Les nouvelles sont moins décourageantes pour le Québec qui a réussi à réduire ses émissions de 6,8% depuis 1990. Il a ainsi atteint l’objectif de -6% qu’il s’était fixé lui-même fixé pour 2012 (moins ambitieux que Kyoto toutefois). Les émissions par habitant ont fluctué légèrement, s’établissant à environ 10% sous le niveau de 1990 alors que l’intensité des  émissions par rapport au PIB a diminué de plus de 30% depuis 1990. La baisse des GES au Québec a été attribuable principalement à la diminution des émissions des secteurs de l’industrie (incluant des fermetures d’usines) et des déchets. Rappelons que le Québec n’exploite pas les énergies fossiles, qu’il produit son électricité de sources renouvelables et que, par conséquent, ce sont les  transports qui sont responsables de près de la moitié des émissions, soit 44,5%.

Il reste donc beaucoup de travail à faire dans les transports où le Québec a réussi à limiter les augmentations d’émissions pour les transports routiers (émissions stables entre 2005 et 2012 avec 27,5 Mt versus 27,3 Mt). Certaines mesures dont le Plan d’action québécois de lutte aux changements climatiques (normes californiennes pour les émissions des véhicules, conversion du mazout lourd, hausse importante de l'achalandage des transports en commun, annonce d’un système de plafonnement et d’échange d’émissions avec la Californie, etc.), ont aidé à réduire les émissions au Québec, mais il faudra mettre les bouchées triples pour atteindre l’objectif de -20% pour 2020.

Soyons clairs, Québec devra investir des milliards dans les transports en commun (l’Ontario prévoit 50 milliards pour les transports), continuer à soutenir l’électrification des transports. En fait, la performance du Québec en matière de transport pourrait faire pencher la balance et déterminera si Québec est un leader ou pas dans la lutte aux changements climatiques.

L’exploitation des hydrocarbures annulera t’elle tous les efforts du Québec?

Un autre danger guette le Québec et pourrait faire dérailler toutes ambitions de réduire les émissions de la province : l’exploitation des hydrocarbures et les projets de pipelines de sables bitumineux.

Québec pourrait annuler toutes ses réductions d’émissions s’ils se lancent dans ces nouveaux projets.

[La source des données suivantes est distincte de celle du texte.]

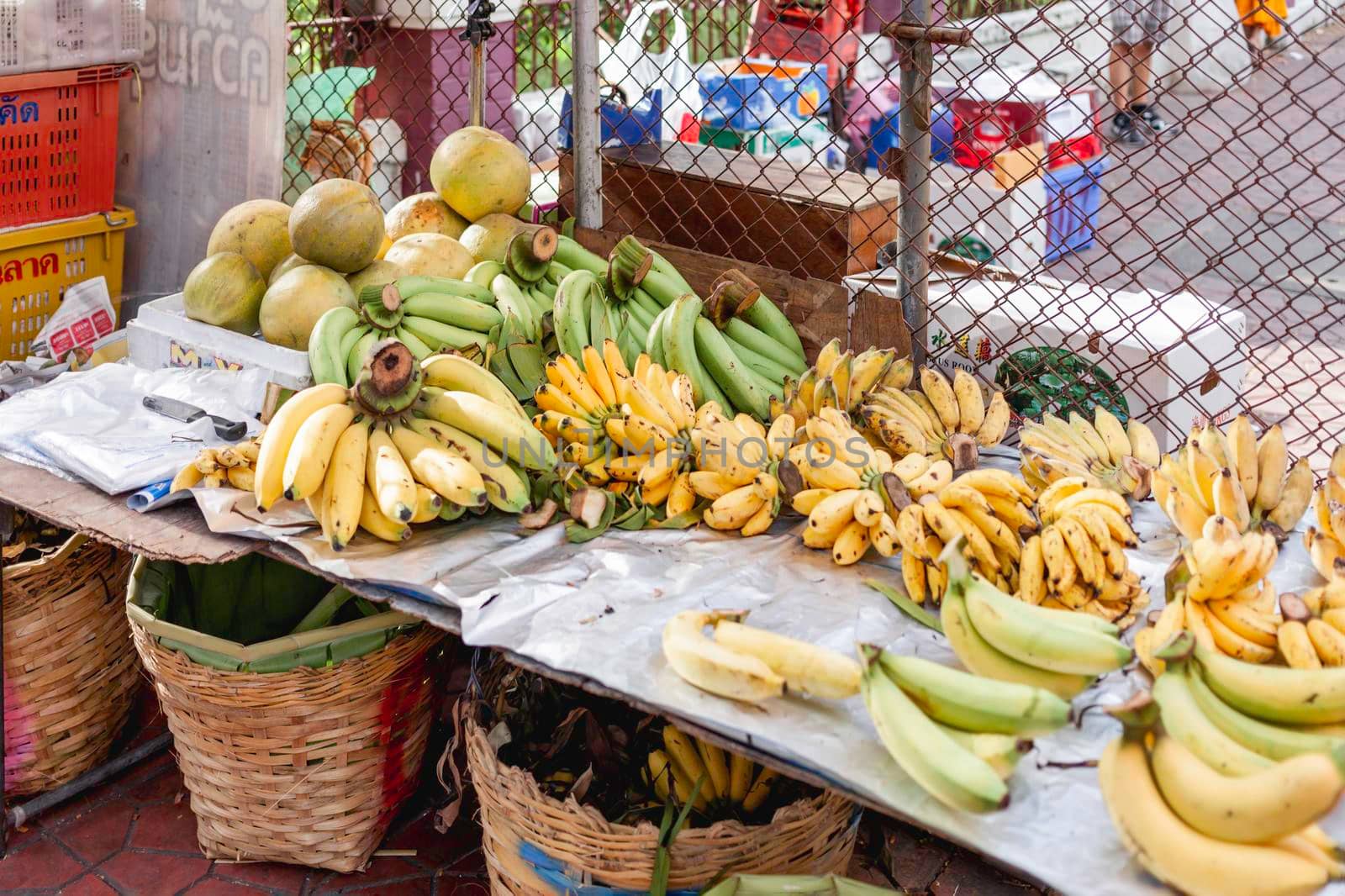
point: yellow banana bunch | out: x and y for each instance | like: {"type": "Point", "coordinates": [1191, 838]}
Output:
{"type": "Point", "coordinates": [992, 509]}
{"type": "Point", "coordinates": [1325, 541]}
{"type": "Point", "coordinates": [941, 419]}
{"type": "Point", "coordinates": [214, 467]}
{"type": "Point", "coordinates": [1079, 561]}
{"type": "Point", "coordinates": [1103, 451]}
{"type": "Point", "coordinates": [1235, 475]}
{"type": "Point", "coordinates": [737, 470]}
{"type": "Point", "coordinates": [728, 781]}
{"type": "Point", "coordinates": [841, 380]}
{"type": "Point", "coordinates": [618, 425]}
{"type": "Point", "coordinates": [387, 452]}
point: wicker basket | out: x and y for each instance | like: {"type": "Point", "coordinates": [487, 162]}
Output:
{"type": "Point", "coordinates": [69, 670]}
{"type": "Point", "coordinates": [306, 766]}
{"type": "Point", "coordinates": [518, 821]}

La tendance à la réduction des émissions au Québec pourrait donc  être totalement inversée si nous ne faisons pas contrepoids aux lobbys pétroliers et gaziers qui sont à pieds d’œuvre pour convaincre M. Couillard de nous enfoncer dans l’exploitation ces énergies fossiles extrêmes et non conventionnelles.

D’ailleurs, l’influence de ces lobbys n’est probablement pas étrangère aux positions du nouveau Premier ministre qui dans le passé a exprimé des penchants pour la fracturation du schiste et les pipelines de sables bitumineux. Il est permis d’espérer que le PM saura résister aux chants des sirènes et s’élèvera en défenseur du climat, des populations et de l’environnement.

Chose certaine, les décisions prises aujourd’hui détermineront notre futur. Moins nous réduisons les émissions (ou plus nous tardons à le faire), plus nous souffrirons, plus les coûts seront élevés et plus les sacrifices seront importants.